Em Vilar de Frades verifica-se a utilização de duas técnicas distintas de construção de cistas. Por um lado, temos as cistas formadas com pedras avulsas, não trabalhadas e irregulares. As UE[34] da S.12A2 e [8] da S. 24 são, para este caso, os melhores exemplos. Por outro lado, temos as estruturas construídas com material pétreo trabalhado em pelo menos duas das faces, a superior e a lateral interior, eventualmente reaproveitados de construções exteriores e apresentando, pelo menos num caso, siglas de canteiro, como acontece na UE[2] da S.24. É de crer, como já foi anteriormente constatado (Erasun e Faure, 2000: 88) que este segundo tipo de cistas, mais cuidado, corresponde a enterramentos mais tardios.
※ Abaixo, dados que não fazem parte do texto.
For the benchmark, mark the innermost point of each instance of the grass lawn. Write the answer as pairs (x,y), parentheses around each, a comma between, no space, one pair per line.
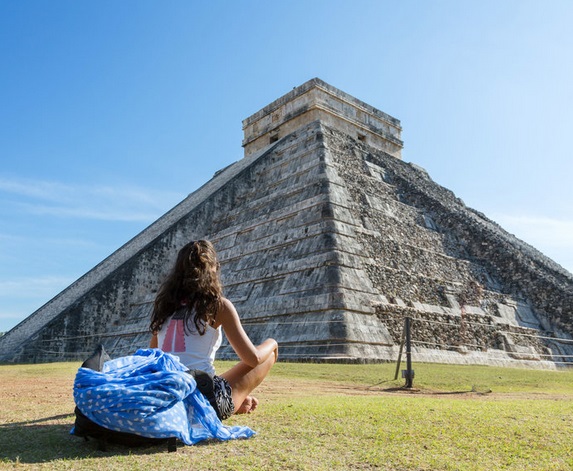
(323,417)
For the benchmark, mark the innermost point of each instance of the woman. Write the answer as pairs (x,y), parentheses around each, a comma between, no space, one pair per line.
(188,315)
Para isso indicia de imediato o facto de a UE [19] da S. 12A2 se sobrepôr à UE [34].

Orientação das Cistas Polilíticas

107 86 81 89 101 84 89 92 94 91 81 70 80 90 100 110 S. 10 [99] S12A UE[19] S12A2 UE[10] S12A2 UE[20] S12A2 UE[34] S24 UE[02] S24 UE[03] S24 UE[04] S24 UE[08] S25 UE[27] S28 UE[15] Cistas G ra us Orientação Média

Gráfico 1 – Comparação da orientação das cistas polilíticas em Vilar de Frades

Ao contrário do que sucede em sepulturas mais tardias (Barroca, 1987: 303; Dordio, 2005: 28-29), não nos aparecem em Vilar de Frades cistas com cabeceira mais evoluída, nomeadamente as formadas por uma pedra trabalhada de maneira a dar o contorno da cabeça do defunto e, portanto, evidenciando algum antropomorfismo. Na UE [2] da S. 24, contudo, foram colocadas duas pequenas pedras irregulares a cada lado da cabeça do defunto e um fragmento de telha na sua zona superior criando, desta forma, uma espécie de caixa enformando a zona onde se localizava a cabeça.

Um último aspecto importante no que diz respeito às cistas polilíticas prende-se com o facto de possuirem, sensivelmente na zona correspondente ao seu terço inferior, pequenos buracos de forma tendencialmente rectangular mas estrangulando em direcção à base, abertos no solo base. Por vezes, estes buracos continham vestígios de ossos longos, facto que aponta para a sua utilização como ossários. É possível que a presença deste tipo de ossários, assim como depósitos simples de crânios ou ossos longos (Barroca, 1987: 302-303), indique algum grau de familiaridade entre aqueles que ocuparam estas sepulturas, podendo falar-se, então, de monumentos destinados a constituir-se como panteão familiar (Erasun e Faure, 2000: 88).